2016-07-09 13:48:27 +0000 2016-07-09 13:48:27 +0000
2
2

Waarom zouden de resultaten van de laboratoriumtests normaal kunnen zijn wanneer de schildklierknobbeltjes aanwezig zijn en er symptomen van hyperthyreoïdie zijn?

Door ultrasound zijn er vele knobbeltjes in de schildklier maar alle schildkliertests (TSH,T4,T3, microsomale en thyreoglobuline antilichamen) zijn binnen normale waaier maar er zijn duidelijke heperthyreoïdietekens zoals haarverdunning, bezorgdheid, geprikkeldheid, cardio neurosis, vermoeidheid enz. Waarom tonen labtesten geen enkele disfunctie aan? Wat is de oorzaak van deze overactieve schildklier tekenen?

Antwoorden (1)

2
2
2
2016-07-10 22:08:28 +0000

Dit sterrenbeeld kan het gevolg zijn van ten minste vijf redenen:

  1. Hypothese #0: Beide aandoeningen (schildklierknobbeltjes en symptomen van hyperthyreoïdie) zijn onafhankelijk. Hyperthyroïde symptomen zoals angst, haaruitval, vermoeidheid en hartkloppingen zijn niet specifiek. Hoewel ze typisch zijn voor thyrotoxicosis, kunnen ze ook het gevolg zijn van andere aandoeningen, bijvoorbeeld gemaskerde depressie of pheochromocytoom.

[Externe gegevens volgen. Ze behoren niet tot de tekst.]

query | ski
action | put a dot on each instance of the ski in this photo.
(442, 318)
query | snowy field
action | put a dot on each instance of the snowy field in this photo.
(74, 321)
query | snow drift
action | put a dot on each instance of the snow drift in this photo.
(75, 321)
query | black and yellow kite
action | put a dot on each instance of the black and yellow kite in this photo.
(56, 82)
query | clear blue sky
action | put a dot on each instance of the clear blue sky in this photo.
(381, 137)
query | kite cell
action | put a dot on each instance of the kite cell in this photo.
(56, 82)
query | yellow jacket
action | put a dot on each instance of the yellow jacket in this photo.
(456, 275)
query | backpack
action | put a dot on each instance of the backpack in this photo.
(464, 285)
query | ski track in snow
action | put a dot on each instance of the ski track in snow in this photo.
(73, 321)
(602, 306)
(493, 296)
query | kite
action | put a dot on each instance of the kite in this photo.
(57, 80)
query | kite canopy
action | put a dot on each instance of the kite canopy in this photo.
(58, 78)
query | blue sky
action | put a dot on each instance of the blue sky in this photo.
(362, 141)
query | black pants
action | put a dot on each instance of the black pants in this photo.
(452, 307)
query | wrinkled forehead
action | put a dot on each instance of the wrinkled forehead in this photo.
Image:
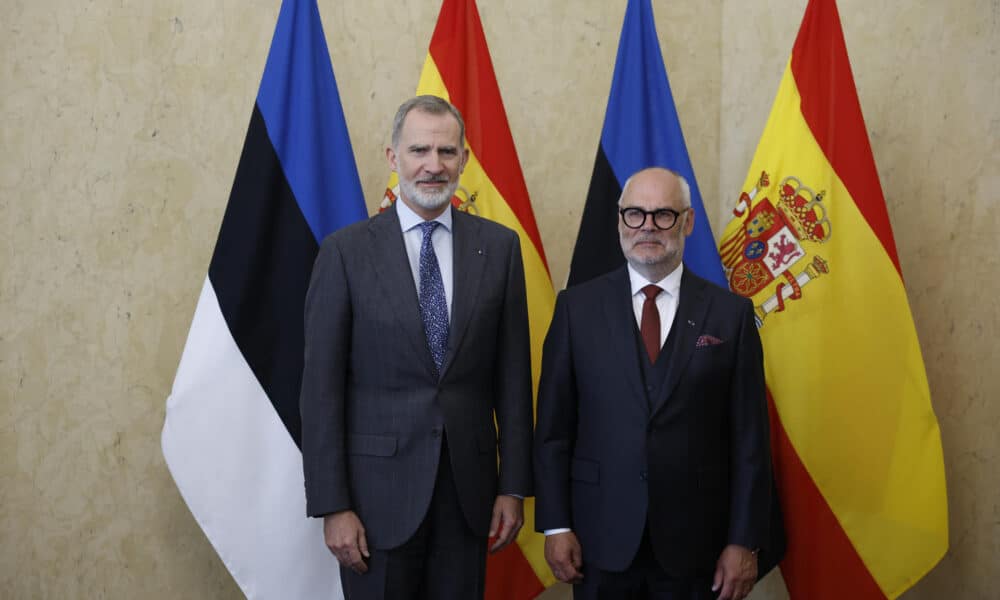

  2. Hypothese #1: De knobbeltjes vertegenwoordigen volledig gecompenseerde toxische adenomen, waar somatische mutaties leiden tot constitutieve activering van TSH-signalering. Aangezien de autonome productie volledig wordt gecompenseerd, blijven de concentraties van de schildklierhormonen binnen hun respectieve referentiemarges. Symptomen van thyrotoxicosis zijn het gevolg van de afwijking van vrije T4 concentraties van het persoonlijke instelpunt van de schildklierhomeostase. Het is bekend dat de intra-individuele variatie van TSH- en vrije T4-concentraties veel kleiner is dan de interindividuele variatie (zie http://www.ncbi.nlm.nih.gov/pubmed/11889165 en http://www.ncbi.nlm.nih.gov/pubmed/25567792 ). Dit is een gevolg van een individueel instelpunt van het hypothalamus-thyroïde-feedback-regelmechanisme, dat als TRH-signaal is gecodeerd. Afwijkingen van de schildklierhormonen binnen het referentiebereik kunnen nog steeds tot symptomen leiden als ze ver van het persoonlijke instelpunt verwijderd zijn. Zie http://www.ncbi.nlm.nih.gov/pubmed/26635726 voor een overzichtsartikel over dit onderwerp en http://www.ncbi.nlm.nih.gov/pubmed/24480737 voor een methode om de persoonlijke instelwaarde te reconstrueren.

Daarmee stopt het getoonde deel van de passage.